Acórdão do Tribunal da Relação de Coimbra
Processo:
1233/07.4TBILH-B.C1
Nº Convencional: JTRC
Relator: JAIME FERREIRA
Descritores: INSOLVÊNCIA
INCIDENTE DA QUALIFICAÇÃO DA INSOLVÊNCIA
REGIME DOS RECURSOS APLICÁVEL
APLICAÇÃO DO REGIME DO D.L. 303/2007
Data do Acordão: 11/18/2008
Tribunal Recurso: TRIBUNAL JUDICIAL DE ÍLHAVO – 1º JUÍZO CÍVEL
Texto Integral: S
Meio Processual: APELAÇÃO
Decisão: -
Legislação Nacional: ARTºS 11º, Nº 1, E 12º, Nº 1, DO DEC. LEI Nº 303/2007, DE 24/08; E 188º DO CIRE (DEC. LEI Nº 53/2004, DE 18/03,NA REDACÇÃO DO D.L. Nº 200/2004, DE 18/08).
Sumário: I – Tendo o processo de insolvência sido instaurado em 2007, ao abrigo do CIRE (Dec.

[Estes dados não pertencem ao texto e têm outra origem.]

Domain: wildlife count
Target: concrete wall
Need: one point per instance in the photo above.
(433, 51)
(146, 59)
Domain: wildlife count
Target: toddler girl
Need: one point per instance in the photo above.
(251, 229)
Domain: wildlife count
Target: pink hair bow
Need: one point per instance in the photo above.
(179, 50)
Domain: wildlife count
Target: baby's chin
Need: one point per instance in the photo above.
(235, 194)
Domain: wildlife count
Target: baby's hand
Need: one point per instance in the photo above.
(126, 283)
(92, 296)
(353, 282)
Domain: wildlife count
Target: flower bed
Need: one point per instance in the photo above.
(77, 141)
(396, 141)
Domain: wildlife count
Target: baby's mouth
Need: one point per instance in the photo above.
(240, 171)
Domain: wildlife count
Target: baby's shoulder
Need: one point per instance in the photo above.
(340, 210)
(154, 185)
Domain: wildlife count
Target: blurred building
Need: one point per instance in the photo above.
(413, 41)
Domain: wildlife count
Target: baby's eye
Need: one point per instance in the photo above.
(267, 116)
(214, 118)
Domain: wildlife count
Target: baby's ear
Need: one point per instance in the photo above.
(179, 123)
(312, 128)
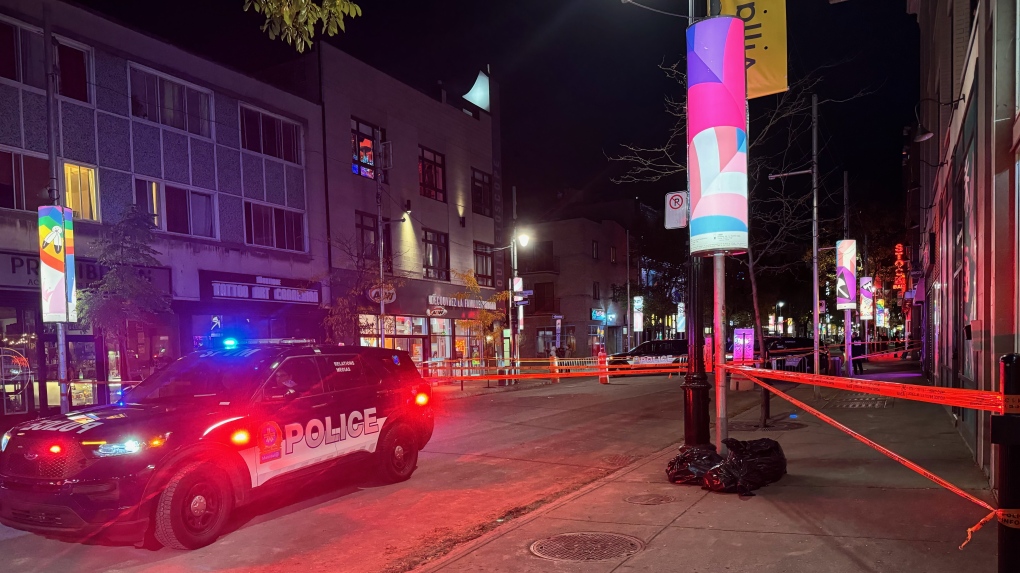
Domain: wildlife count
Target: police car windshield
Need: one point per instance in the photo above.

Lei nº 53/2004, de 18/03, na redacção do Dec. Lei nº 200/2004, de 18/08), deve entender-se que o novo regime dos recursos em processo civil, aprovado pelo Dec. Lei nº 303/2007, de 24/08, não é aplicável no âmbito de um incidente de qualificação de insolvência apenso, face ao estatuído nos artºs 11º, nº 1, e 12º, nº 1, deste último diploma, onde se preceitua que o novo regime dos recursos apenas se aplica aos processos instaurados a partir de 1/01/2008, mesmo que o dito incidente tenha já sido instaurado ou iniciado em 28/05/2008.

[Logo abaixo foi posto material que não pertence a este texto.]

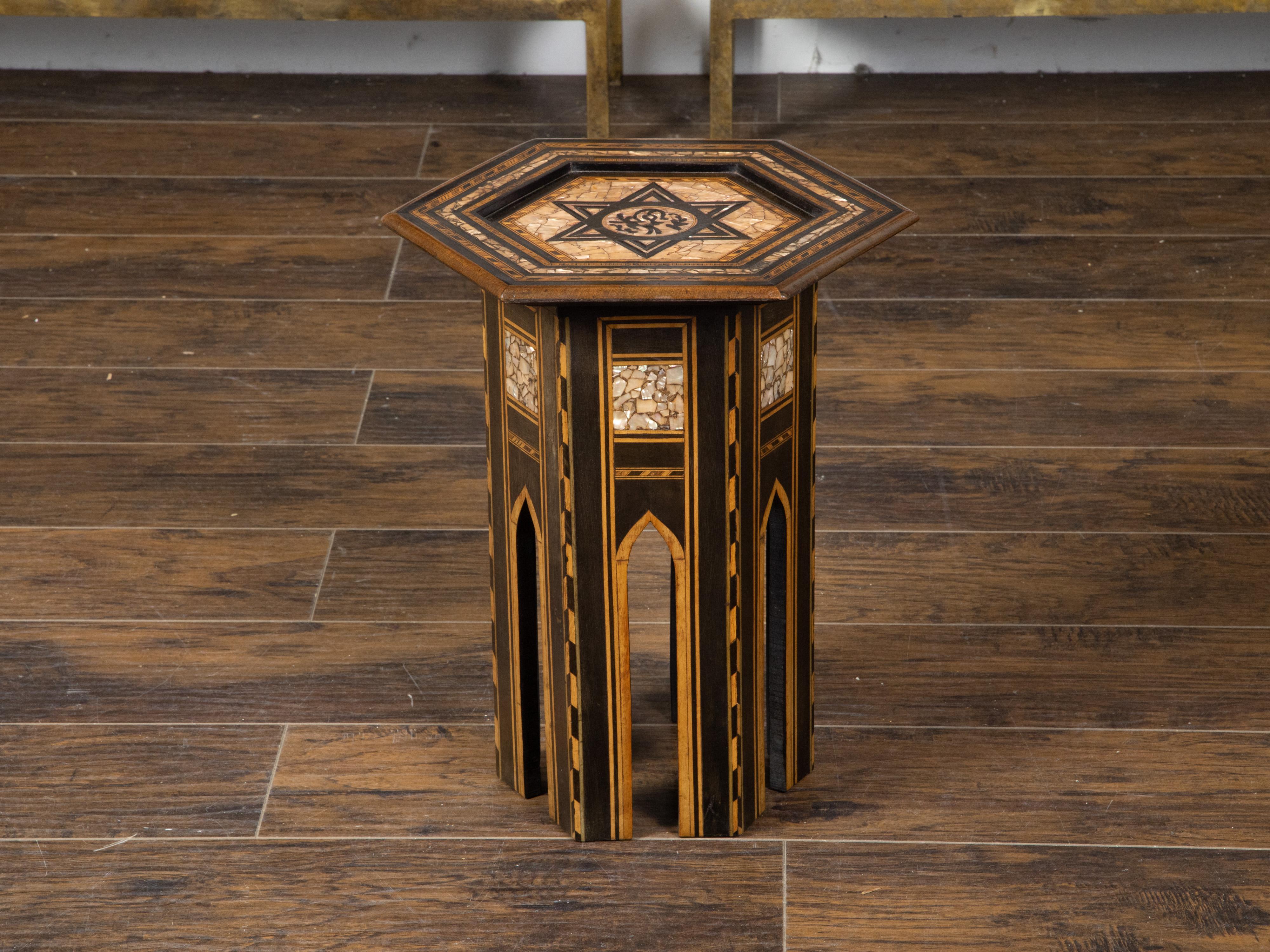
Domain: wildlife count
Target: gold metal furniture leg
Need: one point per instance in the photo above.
(615, 43)
(722, 30)
(598, 72)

II - A qualificação da insolvência consubstancia um incidente do processo de insolvência, sendo a pendência deste, aquando da entrada em vigor das alterações introduzidas pelo D. L. nº 303/2007, de 24/08, que determina a inaplicabilidade – também ao seu incidente de qualificação da insolvência – do regime de recursos introduzido por esse diploma.

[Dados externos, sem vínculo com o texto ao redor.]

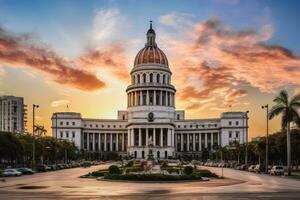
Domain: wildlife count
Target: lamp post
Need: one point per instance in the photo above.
(34, 106)
(267, 138)
(246, 147)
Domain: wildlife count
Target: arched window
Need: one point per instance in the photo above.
(138, 78)
(157, 78)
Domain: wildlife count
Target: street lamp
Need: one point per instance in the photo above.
(267, 139)
(34, 106)
(246, 147)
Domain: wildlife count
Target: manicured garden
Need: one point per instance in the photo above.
(135, 171)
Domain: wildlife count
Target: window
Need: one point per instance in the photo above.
(139, 78)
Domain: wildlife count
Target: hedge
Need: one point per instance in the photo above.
(151, 177)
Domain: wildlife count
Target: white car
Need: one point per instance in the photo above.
(11, 172)
(277, 170)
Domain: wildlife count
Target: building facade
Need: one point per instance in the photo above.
(13, 116)
(151, 118)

III - Entende-se perfeitamente tal interpretação, tanto mais que é logo na sentença de declaração de insolvência que o juiz declara aberto o incidente de qualificação de insolvência, com carácter pleno ou limitado – artº 36º, al. i), do CIRE -, pelo que o processo de insolvência propriamente dito e o apenso de qualificação da insolvência (e todos os demais apensos) constituem um todo processual, perfeitamente interdependentes, cujo início é o do processo principal.

IV - Um recurso interposto nesse incidente considera-se como um recurso sujeito às normas do CPC anteriores à dita reforma do D. L. nº 303/2007, pelo que o prazo para a interposição do dito recurso é de 10 dias, contados da notificação da decisão de que se recorre – artº 685º, nº 1, CPC, na redacção anterior ao D.L.303/2007.

Decisão Texto Integral:
No Tribunal Judicial da Comarca de Ílhavo, corre termos um processo de insolvência com o nº 1233/07.4TBILH, contra a sociedade " A...", com sede em Vila e freguesia da Gafanha da Nazaré, concelho de Ílhavo.

Por apenso a esse processo foi instaurado o presente incidente da qualificação dessa insolvência, no qual os Requerentes da insolvência, B... e C..., apresentaram alegações escritas, pretendendo que seja qualificada como culposa a dita insolvência, por dolo ou culpa grave dos legais representantes da insolvente, D... e E....

Pela Administradora da Insolvência foi junto o parecer de qualificação de insolvência, conforme fls. 28 a 31, no qual se conclui do seguinte modo: “Nos presentes autos verifica-se que a empresa cessou a sua actividade comercial em 2001, sendo que… as dívidas da empresa são originárias dos anos de 1991, 1994, 1995, 1998, 1999 e nomeadamente as fiscais até ao ano de 2002. Tais factos foram praticados entre 1991 e 2002,estando, portanto, excluída a sua prática nos últimos 3 anos anteriores à insolvência.
Deste modo e não tendo a situação de insolvência sido criada ou agravada em consequência de actuação, dolosa ou com culpa, do devedor ou dos seus administradores, de direito ou de facto, nos três anos anteriores ao início do processo de insolvência, somos de parecer que deve ser qualificada como fortuita a dita insolvência”.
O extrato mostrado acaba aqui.